Valerie B. Shapiro is an associate professor in the School of Social Welfare at the University of California, Berkeley. With her Scholars award, Shapiro will explore how research-brokering websites can better engage educators to improve the acquisition and use of research evidence. In this multi-part project, Shapiro will first use data science approaches and usability research methods to examine their practicality and utility for organizations that share research online, as well as carry out experiments to assess user responses, collect feedback and insights from educators and website producers, and conduct construct validation studies for measuring the use of research evidence.
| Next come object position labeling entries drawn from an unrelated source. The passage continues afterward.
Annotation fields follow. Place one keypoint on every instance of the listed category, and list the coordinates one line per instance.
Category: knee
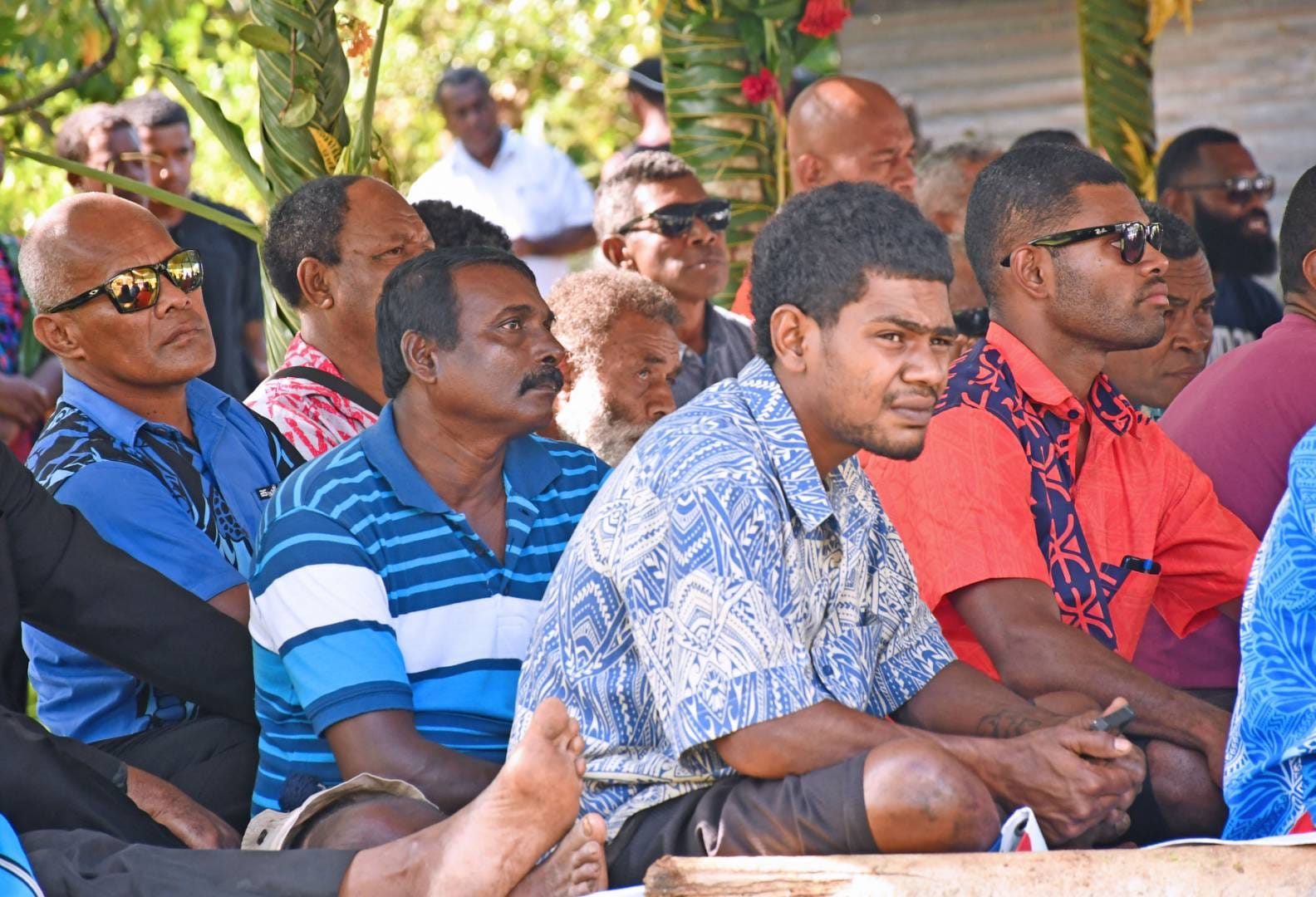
(921, 799)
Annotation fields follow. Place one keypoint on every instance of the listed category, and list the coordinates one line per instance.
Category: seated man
(1240, 421)
(484, 849)
(101, 139)
(655, 218)
(1151, 378)
(1270, 779)
(328, 248)
(164, 466)
(399, 575)
(452, 225)
(1047, 514)
(621, 360)
(734, 615)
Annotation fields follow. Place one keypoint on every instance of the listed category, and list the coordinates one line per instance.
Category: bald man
(164, 466)
(845, 128)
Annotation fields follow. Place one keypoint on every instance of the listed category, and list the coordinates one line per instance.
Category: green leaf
(300, 110)
(228, 133)
(263, 37)
(230, 221)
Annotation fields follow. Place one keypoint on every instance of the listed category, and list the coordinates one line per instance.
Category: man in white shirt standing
(531, 189)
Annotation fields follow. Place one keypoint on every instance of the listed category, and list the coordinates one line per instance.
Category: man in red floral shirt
(328, 249)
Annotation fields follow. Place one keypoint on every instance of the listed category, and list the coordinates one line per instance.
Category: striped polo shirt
(370, 593)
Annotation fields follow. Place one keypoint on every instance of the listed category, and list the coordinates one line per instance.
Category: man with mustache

Shapiro has expertise in measuring complex constructs related to the alignment of social emotional learning research and practice. Her mentors, Marti Hearst, Professor at the U.C. Berkeley School of Information and Division of Electrical Engineering and Computer Sciences, and Meredith Honig, Professor of Education Policy, Organizations, and Leadership at the University of Washington, will support Shapiro in stretching her expertise to incorporate new methods, theories, and approaches in the measurement of research use.
Each year, the Foundation selects a handful of new William T. Grant Scholars from a highly competitive pool of applicants who are nominated by their institutions. The applications are reviewed by a selection committee of prominent senior academics. A small group of finalists are invited to New York for interviews. The online application for 2020 awards will open in mid May, and all applications are due by July 1, 2020 at 3:00 PM EST.